The move by Senate Budget Committee Chair Bernie Sanders, Independent of Vermont, to force the vote on $15 was technically a “procedural vote.” But the intricacies of Senate drama are lost on most Americans, who don’t hang on the details of a day in Congress when Sinema apparently arrived carrying a chocolate cake, inviting Marie Antoinette comparisons.
Most people have no idea that the Senate even has a parliamentarian, let alone what this job entails. What people do know is the state of their bank accounts, and too many of them are suffering while the rich keep on getting richer.
It’s worth noting that the relief package does contain a whole lot that will make working people’s lives easier. But, as David Dayen at The American Prospect recently observed, it is mostly temporary.
“We have the outline of a child allowance but it expires in a year,” he wrote. “The ACA subsidies expire in two years. The massive expansion of unemployment eligibility for a much wider group of workers is now done on Labor Day weekend.” This bill, while massive (and, again, quite popular), mostly kicks the can down the road, and when those bits expire, there will be another fight.

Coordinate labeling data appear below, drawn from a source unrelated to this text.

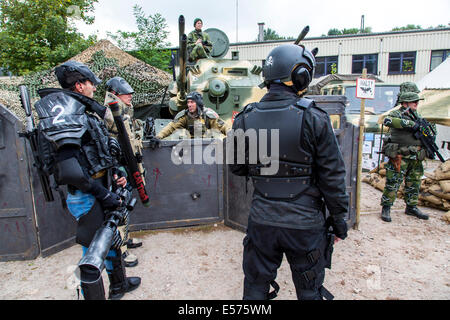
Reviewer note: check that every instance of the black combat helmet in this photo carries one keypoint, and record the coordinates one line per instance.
(119, 86)
(290, 64)
(197, 97)
(72, 72)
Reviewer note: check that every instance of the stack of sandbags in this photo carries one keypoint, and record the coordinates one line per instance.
(434, 190)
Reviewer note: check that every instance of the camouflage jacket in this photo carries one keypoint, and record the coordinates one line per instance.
(194, 36)
(134, 127)
(401, 140)
(208, 120)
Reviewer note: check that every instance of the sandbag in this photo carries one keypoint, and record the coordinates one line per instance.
(438, 192)
(443, 171)
(445, 185)
(446, 217)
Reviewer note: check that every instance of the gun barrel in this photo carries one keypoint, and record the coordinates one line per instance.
(302, 35)
(32, 139)
(137, 180)
(25, 99)
(181, 23)
(183, 57)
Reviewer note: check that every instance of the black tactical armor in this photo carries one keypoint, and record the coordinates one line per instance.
(287, 215)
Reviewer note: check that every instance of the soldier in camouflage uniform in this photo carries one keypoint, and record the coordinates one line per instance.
(119, 90)
(405, 154)
(198, 42)
(195, 116)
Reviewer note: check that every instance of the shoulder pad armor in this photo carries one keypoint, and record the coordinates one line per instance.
(210, 113)
(305, 103)
(246, 109)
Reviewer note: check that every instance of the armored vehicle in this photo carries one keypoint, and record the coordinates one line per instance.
(227, 85)
(338, 84)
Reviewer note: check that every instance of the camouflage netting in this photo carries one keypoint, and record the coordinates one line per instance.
(106, 61)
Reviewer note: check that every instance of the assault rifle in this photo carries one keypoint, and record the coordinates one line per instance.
(31, 135)
(137, 181)
(106, 237)
(427, 135)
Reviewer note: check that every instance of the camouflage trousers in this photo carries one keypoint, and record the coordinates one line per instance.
(412, 172)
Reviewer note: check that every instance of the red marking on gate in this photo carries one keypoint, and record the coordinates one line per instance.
(157, 173)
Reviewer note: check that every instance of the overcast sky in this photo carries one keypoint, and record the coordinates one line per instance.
(286, 17)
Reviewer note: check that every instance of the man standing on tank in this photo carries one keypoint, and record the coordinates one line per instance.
(198, 42)
(287, 214)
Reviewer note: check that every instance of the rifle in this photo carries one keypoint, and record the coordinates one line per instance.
(106, 237)
(31, 135)
(426, 134)
(130, 158)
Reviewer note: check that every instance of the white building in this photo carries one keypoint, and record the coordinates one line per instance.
(395, 57)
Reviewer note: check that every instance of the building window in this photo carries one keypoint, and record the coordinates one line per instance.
(326, 65)
(437, 57)
(402, 62)
(369, 61)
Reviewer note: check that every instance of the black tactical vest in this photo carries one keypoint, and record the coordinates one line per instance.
(63, 121)
(294, 176)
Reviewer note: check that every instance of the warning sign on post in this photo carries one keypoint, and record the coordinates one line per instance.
(365, 88)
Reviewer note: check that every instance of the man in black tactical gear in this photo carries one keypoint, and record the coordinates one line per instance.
(76, 149)
(287, 214)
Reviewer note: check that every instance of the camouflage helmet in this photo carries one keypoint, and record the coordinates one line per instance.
(71, 72)
(409, 87)
(408, 97)
(290, 64)
(197, 97)
(119, 85)
(197, 20)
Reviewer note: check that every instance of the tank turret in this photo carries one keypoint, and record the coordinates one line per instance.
(227, 85)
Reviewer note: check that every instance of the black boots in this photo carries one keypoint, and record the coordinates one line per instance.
(414, 211)
(386, 214)
(93, 291)
(410, 210)
(119, 283)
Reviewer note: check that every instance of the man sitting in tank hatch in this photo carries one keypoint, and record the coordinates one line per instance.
(198, 42)
(196, 118)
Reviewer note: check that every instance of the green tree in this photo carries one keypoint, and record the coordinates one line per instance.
(148, 42)
(37, 35)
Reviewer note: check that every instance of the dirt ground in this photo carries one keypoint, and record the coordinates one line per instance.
(405, 259)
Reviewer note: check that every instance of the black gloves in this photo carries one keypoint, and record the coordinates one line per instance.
(339, 227)
(154, 142)
(114, 148)
(108, 200)
(415, 128)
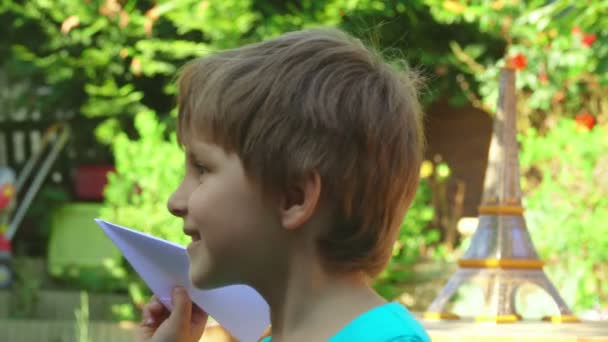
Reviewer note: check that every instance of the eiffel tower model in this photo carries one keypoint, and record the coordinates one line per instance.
(501, 256)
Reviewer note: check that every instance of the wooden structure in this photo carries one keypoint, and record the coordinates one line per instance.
(501, 256)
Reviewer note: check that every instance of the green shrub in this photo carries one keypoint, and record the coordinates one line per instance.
(566, 201)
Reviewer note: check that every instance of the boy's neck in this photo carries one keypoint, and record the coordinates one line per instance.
(309, 303)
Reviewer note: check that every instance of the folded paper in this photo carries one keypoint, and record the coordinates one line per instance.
(163, 265)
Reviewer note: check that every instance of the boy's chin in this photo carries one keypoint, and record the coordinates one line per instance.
(204, 280)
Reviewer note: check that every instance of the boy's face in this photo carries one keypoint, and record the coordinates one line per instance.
(231, 225)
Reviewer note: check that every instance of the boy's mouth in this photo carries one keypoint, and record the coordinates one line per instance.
(193, 234)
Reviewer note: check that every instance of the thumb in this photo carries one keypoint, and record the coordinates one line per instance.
(182, 311)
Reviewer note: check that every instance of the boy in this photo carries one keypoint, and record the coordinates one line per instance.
(302, 157)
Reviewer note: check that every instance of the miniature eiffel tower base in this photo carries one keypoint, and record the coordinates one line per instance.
(500, 287)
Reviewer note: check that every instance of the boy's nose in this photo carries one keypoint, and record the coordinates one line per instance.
(176, 205)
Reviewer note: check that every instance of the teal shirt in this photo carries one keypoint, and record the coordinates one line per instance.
(386, 323)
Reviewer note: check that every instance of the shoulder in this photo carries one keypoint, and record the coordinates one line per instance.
(391, 322)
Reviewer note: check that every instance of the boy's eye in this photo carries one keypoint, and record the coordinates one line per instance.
(200, 168)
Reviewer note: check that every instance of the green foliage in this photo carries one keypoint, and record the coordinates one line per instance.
(81, 325)
(148, 169)
(567, 207)
(562, 44)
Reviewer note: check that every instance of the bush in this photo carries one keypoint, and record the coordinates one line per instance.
(566, 201)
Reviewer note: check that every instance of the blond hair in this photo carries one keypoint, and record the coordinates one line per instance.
(316, 100)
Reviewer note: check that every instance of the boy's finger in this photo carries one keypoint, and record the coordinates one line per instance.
(199, 321)
(182, 309)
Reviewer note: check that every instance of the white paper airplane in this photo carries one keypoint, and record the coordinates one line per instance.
(163, 265)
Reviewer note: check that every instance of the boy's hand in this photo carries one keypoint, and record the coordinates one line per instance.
(184, 324)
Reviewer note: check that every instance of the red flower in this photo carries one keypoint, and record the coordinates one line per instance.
(585, 120)
(588, 39)
(517, 62)
(543, 78)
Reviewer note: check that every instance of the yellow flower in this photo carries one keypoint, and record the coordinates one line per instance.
(426, 169)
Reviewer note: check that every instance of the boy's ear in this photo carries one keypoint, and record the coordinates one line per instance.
(300, 200)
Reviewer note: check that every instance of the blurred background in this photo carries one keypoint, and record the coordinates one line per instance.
(87, 128)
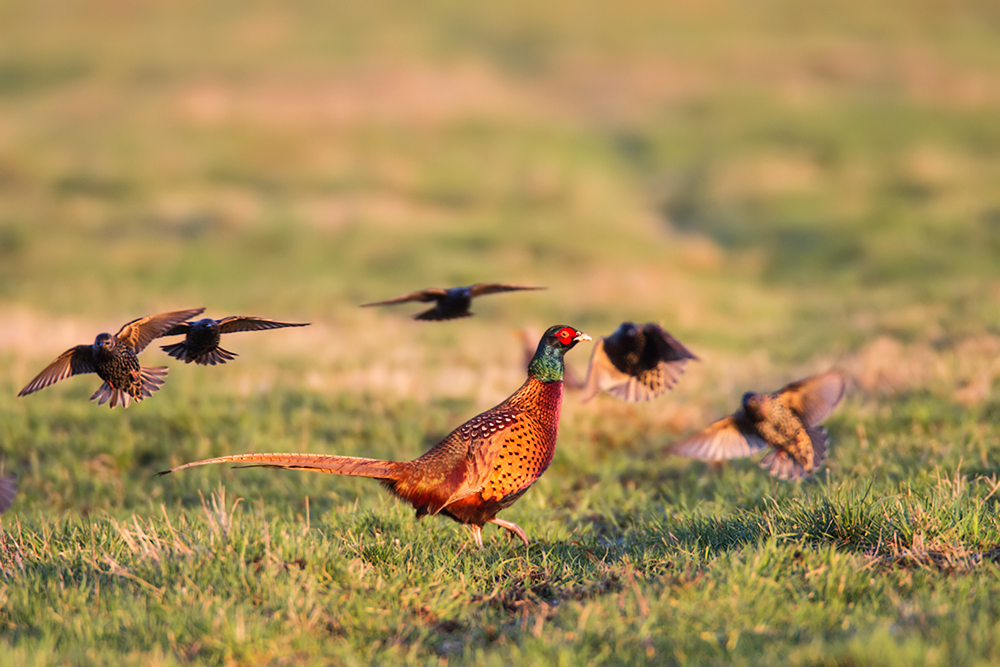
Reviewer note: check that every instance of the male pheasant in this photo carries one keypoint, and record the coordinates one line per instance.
(481, 467)
(785, 421)
(202, 338)
(635, 363)
(114, 360)
(451, 303)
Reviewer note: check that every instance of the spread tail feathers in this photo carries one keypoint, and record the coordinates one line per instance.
(354, 466)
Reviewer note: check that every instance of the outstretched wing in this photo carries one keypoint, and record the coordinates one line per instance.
(423, 295)
(722, 440)
(74, 361)
(138, 333)
(814, 397)
(236, 323)
(663, 347)
(479, 289)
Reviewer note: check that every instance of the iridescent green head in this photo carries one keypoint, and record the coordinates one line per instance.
(547, 364)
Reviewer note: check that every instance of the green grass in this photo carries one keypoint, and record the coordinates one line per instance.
(783, 189)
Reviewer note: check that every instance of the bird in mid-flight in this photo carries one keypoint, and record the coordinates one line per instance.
(786, 422)
(481, 467)
(451, 303)
(114, 359)
(201, 342)
(8, 489)
(635, 363)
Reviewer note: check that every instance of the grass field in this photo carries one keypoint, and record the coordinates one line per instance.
(785, 188)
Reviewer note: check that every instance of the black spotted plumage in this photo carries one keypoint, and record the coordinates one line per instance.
(115, 360)
(202, 338)
(635, 363)
(786, 422)
(451, 303)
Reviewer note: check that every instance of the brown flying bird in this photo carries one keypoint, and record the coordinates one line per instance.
(114, 360)
(201, 342)
(635, 363)
(785, 421)
(451, 303)
(481, 467)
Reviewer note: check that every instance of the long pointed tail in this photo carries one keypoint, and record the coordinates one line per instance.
(354, 466)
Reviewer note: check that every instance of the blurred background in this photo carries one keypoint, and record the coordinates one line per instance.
(782, 186)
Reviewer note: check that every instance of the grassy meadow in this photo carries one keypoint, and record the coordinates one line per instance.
(784, 187)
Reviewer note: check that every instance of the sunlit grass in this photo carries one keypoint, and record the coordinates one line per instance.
(784, 188)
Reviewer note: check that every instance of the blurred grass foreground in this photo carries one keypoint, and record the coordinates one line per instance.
(783, 186)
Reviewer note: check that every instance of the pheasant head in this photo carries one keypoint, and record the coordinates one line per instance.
(547, 364)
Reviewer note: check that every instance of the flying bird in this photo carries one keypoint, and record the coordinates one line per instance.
(528, 337)
(481, 467)
(451, 303)
(786, 422)
(114, 360)
(635, 363)
(201, 342)
(8, 489)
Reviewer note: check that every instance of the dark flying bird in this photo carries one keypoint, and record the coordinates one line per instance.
(635, 363)
(785, 421)
(451, 303)
(201, 344)
(481, 467)
(114, 360)
(8, 489)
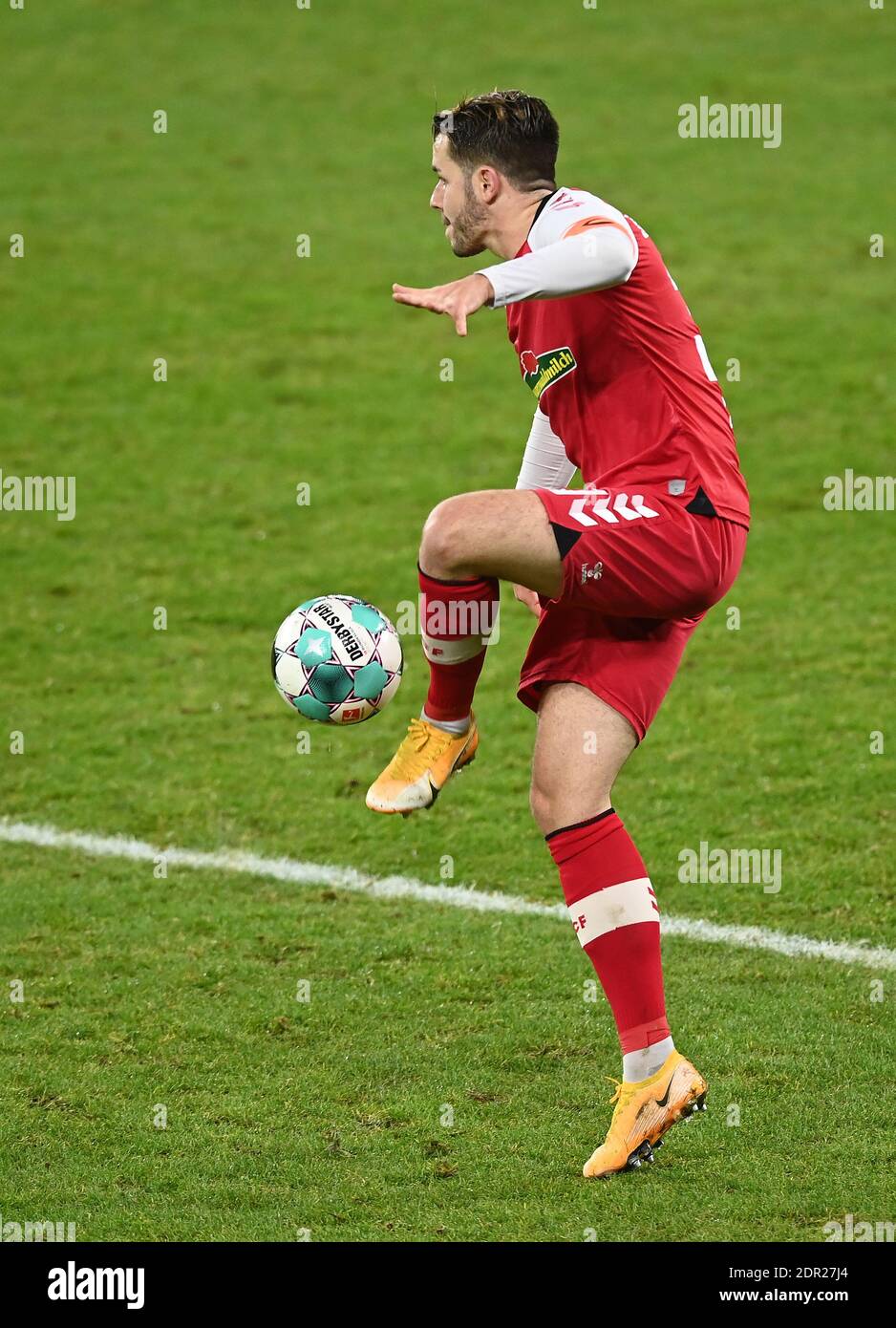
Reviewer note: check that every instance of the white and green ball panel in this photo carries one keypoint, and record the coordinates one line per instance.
(337, 659)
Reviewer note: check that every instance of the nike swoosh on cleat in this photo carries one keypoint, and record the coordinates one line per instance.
(664, 1100)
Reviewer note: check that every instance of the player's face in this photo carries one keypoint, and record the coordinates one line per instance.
(463, 215)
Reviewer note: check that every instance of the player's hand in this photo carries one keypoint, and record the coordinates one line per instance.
(528, 598)
(457, 299)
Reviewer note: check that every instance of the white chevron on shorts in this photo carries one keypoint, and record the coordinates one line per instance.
(599, 503)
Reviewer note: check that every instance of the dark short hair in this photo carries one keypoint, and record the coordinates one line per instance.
(510, 130)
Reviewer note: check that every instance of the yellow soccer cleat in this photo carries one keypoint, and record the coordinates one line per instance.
(421, 768)
(644, 1112)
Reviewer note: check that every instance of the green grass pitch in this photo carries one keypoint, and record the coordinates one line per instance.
(446, 1079)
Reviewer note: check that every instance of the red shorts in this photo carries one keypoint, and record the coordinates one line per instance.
(633, 589)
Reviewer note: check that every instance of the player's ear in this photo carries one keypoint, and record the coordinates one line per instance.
(489, 182)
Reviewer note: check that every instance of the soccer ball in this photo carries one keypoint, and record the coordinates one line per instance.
(337, 659)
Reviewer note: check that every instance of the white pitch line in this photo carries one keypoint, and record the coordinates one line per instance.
(406, 888)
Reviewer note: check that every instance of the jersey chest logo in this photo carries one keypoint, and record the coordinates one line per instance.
(541, 371)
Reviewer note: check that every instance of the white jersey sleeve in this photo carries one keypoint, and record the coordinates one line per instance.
(576, 244)
(544, 461)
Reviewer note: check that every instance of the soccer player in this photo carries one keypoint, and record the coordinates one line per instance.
(619, 572)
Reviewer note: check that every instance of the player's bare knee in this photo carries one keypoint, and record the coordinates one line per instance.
(442, 546)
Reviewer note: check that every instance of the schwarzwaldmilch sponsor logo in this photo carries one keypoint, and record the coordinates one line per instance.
(541, 371)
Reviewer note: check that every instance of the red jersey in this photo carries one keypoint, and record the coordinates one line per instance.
(622, 374)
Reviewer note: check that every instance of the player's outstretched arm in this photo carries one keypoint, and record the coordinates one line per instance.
(457, 299)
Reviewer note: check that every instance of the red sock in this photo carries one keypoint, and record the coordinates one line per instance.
(615, 914)
(456, 622)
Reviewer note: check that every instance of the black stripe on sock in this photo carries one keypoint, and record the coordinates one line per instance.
(474, 581)
(578, 825)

Meanwhile, work still doesn’t pay for millions of Americans. It is a simple fact that hard work is not, for many people, a way to a better life. Instead, it’s just a grinding, miserable part of so many people’s existence, with little promise of anything better to come.
On top of already exhausting lives, the workers of the Fight for $15 movement have spent countless hours organizing for a better deal. They want, as Henry Scott, a Fight for $15 worker and member of Centro de Trabajadores Unidos en la Lucha (CTUL) in Minneapolis, Minnesota, told me recently, a decent wage so they can have time with their families and realize some of the value they’ve created for massively profitable corporations—many of which have seen their profits increase during the pandemic.
After the Senate vote, the national Fight for $15 campaign, backed by the Service Employees International Union (SEIU), sent out a statement from Chicago worker Adriana Alvarez. “The Senate’s vote failed working people. Essential workers throughout our country—including thirty-two million who desperately need a raise to $15 an hour—have been promised, time and time again, that help is on the way,” the statement read. “[T]he party in power refuses to stand united behind $15 an hour, the bare minimum anyone needs to survive.”
The same wage erosion that happened to the real minimum wage has of course also happened to $15 in the time since I met Pamela Flood on that picket line in 2012. $15 is not a living wage in most of the country. Alvarez is correct that $15 is the bare minimum.
What happens when work doesn’t pay for years and years on end? What happens to people who were raised on the doctrine of working hard but find that the reality is very different? How long can people continue to live this way—particularly when so many of those same workers, people like Alvarez and Scott and Flood, have been told for a year now that they are “essential” workers, that their presence on the fry station, the delivery apps, the grocery checkout line, is necessary for our survival, but their own survival continues so clearly to not matter.
How long can we expect those essential workers to keep trying?
The fight to raise the minimum wage is not over. Sanders told reporters, “If anybody thinks that we’re giving up on this issue, they are sorely mistaken. If we have to vote on it time and time again, we will—and we’re going to succeed.” Biden’s communications staff has said the President remains “committed” to $15. And Alverez is prepared to hold him to it: “We refuse to accept excuses. President Biden, Vice President Harris, and Congress must find a way to get $15 done.”